Это было неприятное заявление, и чем больше Мюррей думал над ним, тем неприятнее оно становилось. Дело с полицейскими досье не было проблемой, у Штрауса хватило ума не лезть в приготовленную для него западню. Но дело с Айрой Миллером представляло. Миллер и его твердокаменная медсестра стали бы убийственными свидетелями на разбирательстве, и поскольку Миллер сам поднял этот вопрос вместе с Лоскальцо, то, несомненно, захотел бы выступить свидетелем. И медсестра выступила бы. Прикажи Миллер ей, она стала бы прыгать через обруч. Мысль о том, что и как они сказали бы, вела лишь к одному возможному выводу.
– Хорошо, – покорно сказал Мюррей, – как гласит старая шутка: я все понял, можете убрать нож.
– Еще нет, – сказал Лоскальцо. – Не так быстро, мистер. Я хочу подождать, чтобы Ландин предстал перед судом и Миллер дал против него показания. А там увидим.
– Что увидим? Не ждете же вы, что Миллер предаст вас, так ведь?
Лоскальцо печально развел руками.
– Я простой человек, – заговорил он. – Paisan [29] . Когда слышу, как ищейка, только что пытавшаяся согнать моего свидетеля со свидетельского места, задает такой вопрос, я прихожу в замешательство. В чем дело, Керк? Вы глупее, чем кажетесь, или так умны, что я не могу понять вас?
29
Крестьянин (фр.).
– Глупее, – немедленно ответил Мюррей.
– Вот и хорошо. Имейте это в виду и держитесь подальше от моих свидетелей.
– А потом?
– Тогда, возможно, вам удастся сохранить лицензию и не придется честно зарабатывать на жизнь, копая канавы.
– Спасибо, – сказал Мюррей. Он был очень рад подняться из этого кресла. – И дайте мне знать, когда станете баллотироваться в губернаторы. Можете рассчитывать на мой голос.
Это была неподходящая шутка в неподходящее время. Он понял это по тому, как Лоскальцо вскочил и уставился на него через стол; воротник рубашки внезапно показался удушливо тесным на бычьей шее.
– Керк, – заговорил Лоскальцо убийственным тоном, – в свободное время, когда не будете фабриковать улики для развода, сделайте мне одолжение.
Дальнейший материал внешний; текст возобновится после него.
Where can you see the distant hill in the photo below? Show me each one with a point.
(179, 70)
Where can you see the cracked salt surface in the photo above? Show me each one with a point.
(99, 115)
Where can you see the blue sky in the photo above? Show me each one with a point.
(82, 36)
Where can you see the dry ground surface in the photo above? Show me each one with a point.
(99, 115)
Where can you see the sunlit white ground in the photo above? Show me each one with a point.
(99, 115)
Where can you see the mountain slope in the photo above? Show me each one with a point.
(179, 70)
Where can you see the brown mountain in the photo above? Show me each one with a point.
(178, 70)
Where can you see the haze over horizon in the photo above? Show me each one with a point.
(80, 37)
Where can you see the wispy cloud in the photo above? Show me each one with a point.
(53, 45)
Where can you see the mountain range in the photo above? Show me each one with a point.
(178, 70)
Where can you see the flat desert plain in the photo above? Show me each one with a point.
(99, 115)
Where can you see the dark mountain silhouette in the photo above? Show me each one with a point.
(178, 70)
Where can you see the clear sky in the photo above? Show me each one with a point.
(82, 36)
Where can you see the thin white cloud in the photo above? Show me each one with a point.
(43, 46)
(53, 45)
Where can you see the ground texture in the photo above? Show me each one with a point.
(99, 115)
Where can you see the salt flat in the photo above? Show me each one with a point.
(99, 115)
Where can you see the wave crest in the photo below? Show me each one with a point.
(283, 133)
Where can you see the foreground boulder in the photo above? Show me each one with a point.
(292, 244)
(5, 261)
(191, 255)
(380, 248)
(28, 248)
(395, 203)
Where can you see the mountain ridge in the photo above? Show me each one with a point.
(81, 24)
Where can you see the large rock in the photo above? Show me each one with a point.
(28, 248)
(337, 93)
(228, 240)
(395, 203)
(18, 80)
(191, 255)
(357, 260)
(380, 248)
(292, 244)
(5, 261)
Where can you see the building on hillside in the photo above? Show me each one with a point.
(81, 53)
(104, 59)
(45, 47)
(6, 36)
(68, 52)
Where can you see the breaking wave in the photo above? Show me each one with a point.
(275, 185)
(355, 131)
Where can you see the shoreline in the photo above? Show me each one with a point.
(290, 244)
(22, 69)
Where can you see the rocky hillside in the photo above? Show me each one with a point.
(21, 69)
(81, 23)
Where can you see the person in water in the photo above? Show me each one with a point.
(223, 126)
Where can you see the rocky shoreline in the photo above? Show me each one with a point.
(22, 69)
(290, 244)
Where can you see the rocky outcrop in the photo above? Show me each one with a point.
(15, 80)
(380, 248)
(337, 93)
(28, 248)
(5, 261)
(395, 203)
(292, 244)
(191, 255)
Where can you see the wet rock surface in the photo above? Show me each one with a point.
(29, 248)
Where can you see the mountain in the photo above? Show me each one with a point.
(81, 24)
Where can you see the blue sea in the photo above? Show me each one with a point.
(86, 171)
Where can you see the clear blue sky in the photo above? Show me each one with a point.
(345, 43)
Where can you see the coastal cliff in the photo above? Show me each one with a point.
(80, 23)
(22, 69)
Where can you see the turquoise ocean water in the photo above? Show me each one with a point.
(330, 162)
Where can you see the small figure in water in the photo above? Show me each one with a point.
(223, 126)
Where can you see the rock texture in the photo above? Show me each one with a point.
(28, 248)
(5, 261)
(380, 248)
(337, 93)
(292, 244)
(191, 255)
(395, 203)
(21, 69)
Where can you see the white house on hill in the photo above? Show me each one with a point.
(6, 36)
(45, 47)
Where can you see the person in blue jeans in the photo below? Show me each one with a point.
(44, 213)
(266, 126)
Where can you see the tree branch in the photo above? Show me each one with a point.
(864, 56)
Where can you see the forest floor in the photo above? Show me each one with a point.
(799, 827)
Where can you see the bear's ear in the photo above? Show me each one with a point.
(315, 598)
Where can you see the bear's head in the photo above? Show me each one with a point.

Просмотрите газеты, выясните сами, какую известность я получаю на этой работе. Какую рекламу. Много ли людей знает меня, и многим ли я не безразличен.
– Послушайте, – сказал Мюррей, – я же просто шутил.
– Никто не шутит со мной на эту тему, Керк. Совершенно никто. Хотите знать, почему? Потому что в течение тридцати лет я вел практику, которая принесла мне много денег и больше грязи, чем я надеялся отмыть. Когда подвернулась эта работа, я принял ее, как вы принимаете горячую ванну – чтобы начисто отмыться. И никто мне ее не загрязнит!